- Ma se sono trent’anni che taglio legna, e nessuno mi ha detto mai che dovevo lasciar stare e morire di fame.
I due guardaboschi parvero commuoversi.
- Ma che volete, caro mio, ora la legge è così, e bisogna rispettarla. Per questa volta andate pure, ma badate di non farvi incontrare altra volta.
Invece lo incontrarono molte altre volte, e alla fine, un giorno, gli tolsero il carico e lo dichiararono in contravvenzione. Essi non erano cattivi, anzi avevano compassione del povero uomo, ma che volevano farci? Era il loro dovere obbedire alla legge.
Zio Chircu continuò tuttavia il suo mestiere, ma con somma prudenza: s’internava nei luoghi più selvaggi, dove non s’udiva neppure il chiù, chiù dell’uccello silvano. Anche il toc, toc, dell’albero scosso dall’accetta risuonava timido, a intervalli: parea che ogni tanto la pianta fremente, si quietasse in pauroso ascolto. Zio Chircu intanto fu tradotto davanti al pretore del paese, e condannato a una gravissima multa, perché tutti i testimoni, padroni della foresta, dichiararono ch’egli era uno dei più grandi e assidui devastatori del bosco.
Egli doveva scontare questa multa in carcere. Gli pareva un orribile sogno, e soffriva come mai aveva sofferto in vita sua: in pochi giorni parve invecchiare di dieci anni, diventò più sporco e lacero di prima, e i suoi occhi s’offuscarono. Ah no, in carcere egli non voleva entrarci, almeno finché durava la bella stagione. E neppure nella cattiva, avrebbe voluto entrarci, perché era in inverno che le legna si vendevano bene. Ad ogni modo s’intese con un altro uomo del paese, e si diede alla campagna; tanto c’era avvezzo, e poco gli importava rientrar in paese. Egli tagliava le legna, e l’altro uomo le vendeva, recandole al villaggio; però lo truffava della metà, ed egli doveva star zitto e rassegnarsi.
Si sentiva profondamente infelice, doveva andare in boschi lontani, e per lo più tagliava le legna di notte, quando la luna calava sui boschi solitari, e al toc, toc dell’accetta, vibrato in quell’arcano silenzio lunare, rispondeva il cu cu 11
del cuculo, che or pareva salire dalle profondità del bosco, or scendere dalle trasparenze pallide del cielo.
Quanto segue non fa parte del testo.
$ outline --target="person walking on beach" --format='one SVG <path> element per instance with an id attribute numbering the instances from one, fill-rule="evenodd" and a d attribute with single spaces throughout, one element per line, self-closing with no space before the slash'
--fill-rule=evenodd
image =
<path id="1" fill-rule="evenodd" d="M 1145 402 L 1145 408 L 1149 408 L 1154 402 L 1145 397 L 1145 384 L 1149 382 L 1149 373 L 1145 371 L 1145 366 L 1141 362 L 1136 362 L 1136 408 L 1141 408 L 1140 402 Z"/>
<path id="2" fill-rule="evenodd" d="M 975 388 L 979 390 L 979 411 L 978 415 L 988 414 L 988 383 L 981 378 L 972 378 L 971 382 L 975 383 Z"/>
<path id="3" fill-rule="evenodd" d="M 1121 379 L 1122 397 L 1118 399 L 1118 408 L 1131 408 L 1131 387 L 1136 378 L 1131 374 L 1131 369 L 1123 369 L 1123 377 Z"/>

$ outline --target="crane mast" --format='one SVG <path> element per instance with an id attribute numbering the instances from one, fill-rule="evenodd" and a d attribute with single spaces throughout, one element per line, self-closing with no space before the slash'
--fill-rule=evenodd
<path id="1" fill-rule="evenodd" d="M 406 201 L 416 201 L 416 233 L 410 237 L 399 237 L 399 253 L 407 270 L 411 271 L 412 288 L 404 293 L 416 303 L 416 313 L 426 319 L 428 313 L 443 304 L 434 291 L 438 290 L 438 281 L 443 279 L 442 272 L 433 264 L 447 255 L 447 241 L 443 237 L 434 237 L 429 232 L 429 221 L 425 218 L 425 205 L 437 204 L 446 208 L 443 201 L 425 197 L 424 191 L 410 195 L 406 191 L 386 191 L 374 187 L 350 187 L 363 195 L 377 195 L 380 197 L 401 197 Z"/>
Così passò l’autunno, passò l’inverno, e venne la primavera. Zio Chircu era in estrema miseria, quasi ignudo, coi capelli e la barba inselvatichiti, e spesso soffriva la fame; ma non voleva arrendersi. No, no, non s’era arreso durante i grandi freddi invernali, e tanto meno voleva arrendersi ora che il sole metteva un tepore ineffabile nelle radure del bosco, profumate di ciclamini e viole. Si sarebbe arreso al tornar dell’inverno: c’era tempo ancora.
Intanto, un giorno che attraversava una pianura per recarsi da un bosco all’altro, la fortuna parve arridergli. Sotto un cespuglio trovò un grosso portafogli rosso, due portamonete, una borsetta e delle carte che la rugiada aveva inumidito alquanto. Guardò: denaro non c’era ma le carte dovevano esser d’importanza e forse il padrone gli avrebbe dato qualche mancia nel riaverle.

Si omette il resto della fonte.